Hacker News new | past | comments | ask | show | jobs | submit login
Cloud Run quietly swaps HOME env var in Docker (chanind.github.io)
73 points by chanind on Sept 27, 2021 | hide | past | favorite | 31 comments



Cloud Run PM here. Sorry for the inconvenience. This is an issue for which we have a fix, but the fix still needs to roll out (internal bug 154368323 for googlers reading, we're still evaluating the best rollout strategy). Until then, I'll add it to https://cloud.google.com/run/docs/issues.


I only say this half in jest: Google, please give this person a raise. I'm not sure I've ever seen a Google PM be this up front and straightforward with a future roadmap item, even in HN, where I more commonly see more direct communications by PMs or engineers from various companies.

While you're at it, if there is a way you can get the Google Identity Platform PM to let us know when some form of multi-factor auth besides SMS will be supported, that would be great!


I feel that employees from big Corp sometimes can't do good.

If they respond here, it should be as you mentioned.

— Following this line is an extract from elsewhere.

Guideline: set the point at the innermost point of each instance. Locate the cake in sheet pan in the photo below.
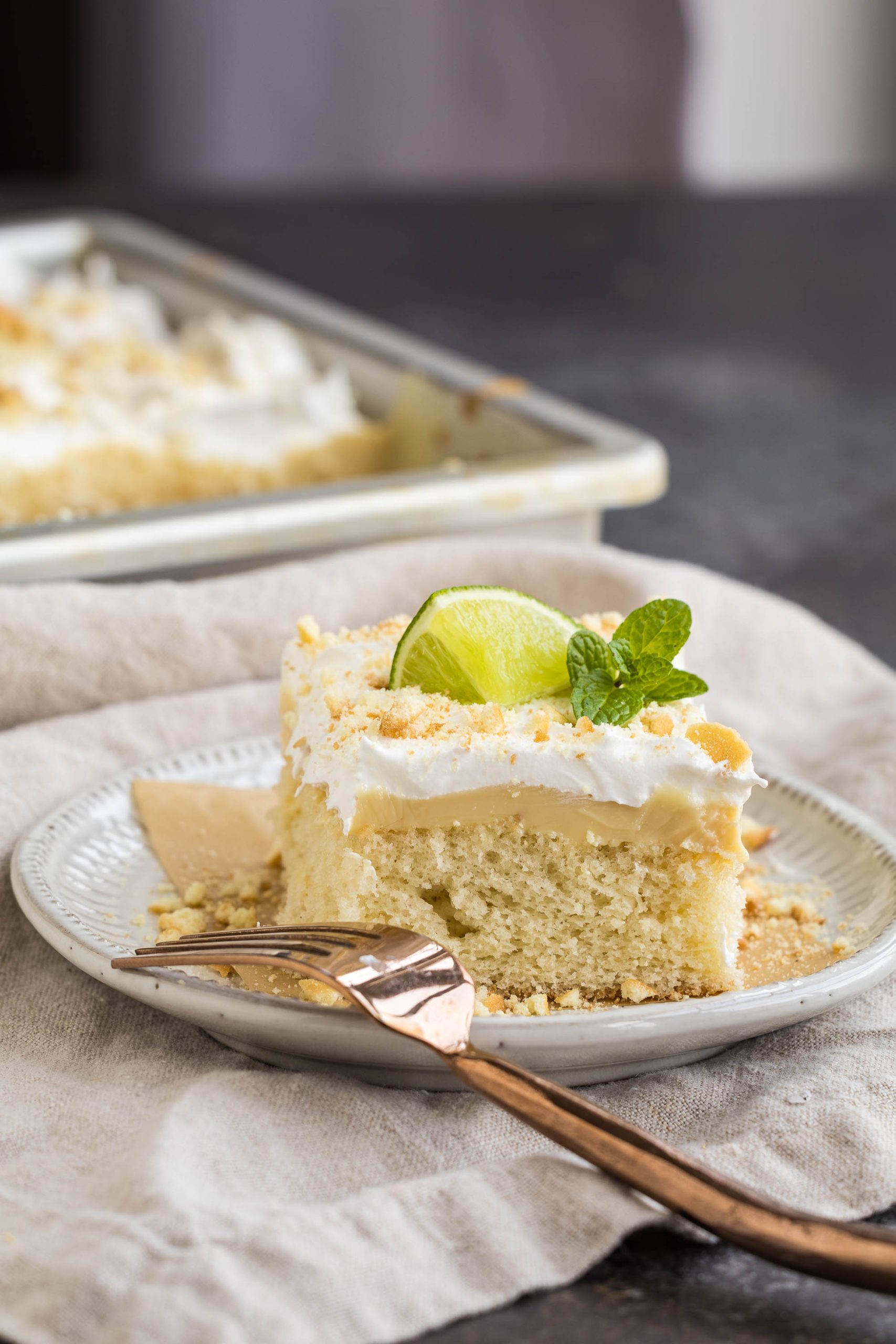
(105, 406)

They are monitoring media on mentions.

If they don't, people can't fix their issues ( probably ) as fast.

But responding here gives the observing effect of having a higher priority. Which is sometimes "ridiculed" ( don't know a better describing term)

Either way, thanks to the PM for an update about this.

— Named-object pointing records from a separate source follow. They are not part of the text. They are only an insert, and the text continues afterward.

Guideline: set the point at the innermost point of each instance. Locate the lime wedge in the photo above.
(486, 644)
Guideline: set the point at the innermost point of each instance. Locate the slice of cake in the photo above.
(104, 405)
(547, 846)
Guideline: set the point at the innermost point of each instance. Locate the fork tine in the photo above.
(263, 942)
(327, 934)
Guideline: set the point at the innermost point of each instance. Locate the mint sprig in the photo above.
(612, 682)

I guess the main problem is the second part of the subOP comment:

>While you're at it, if there is a way you can get the Google Identity Platform PM to let us know when some form of multi-factor auth besides SMS will be supported, that would be great!

When they respond they get inundated with random requests and ailments that they have exactly zero control on.


You're absolutely correct.


Out of interest what is the trickiness in the roll out? Breaking previously deployed containers that depend on this behavior?


Cool beans. Thanks for the response.


For those not familiar with Cloud Run, it's a Google Cloud service that allows you to run Docker containers without managing the server it runs on.

https://cloud.google.com/run


The solution here is to use `$XDG_CACHE_HOME` instead of `$HOME/.cache`, which may not be where a user wants their cache to live: https://specifications.freedesktop.org/basedir-spec/basedir-...


$XDG_CACHE_HOME is usually not set, it is an override and software should default to $HOME/.cache.

As per your link:

> If $XDG_CACHE_HOME is either not set or empty, a default equal to $HOME/.cache should be used.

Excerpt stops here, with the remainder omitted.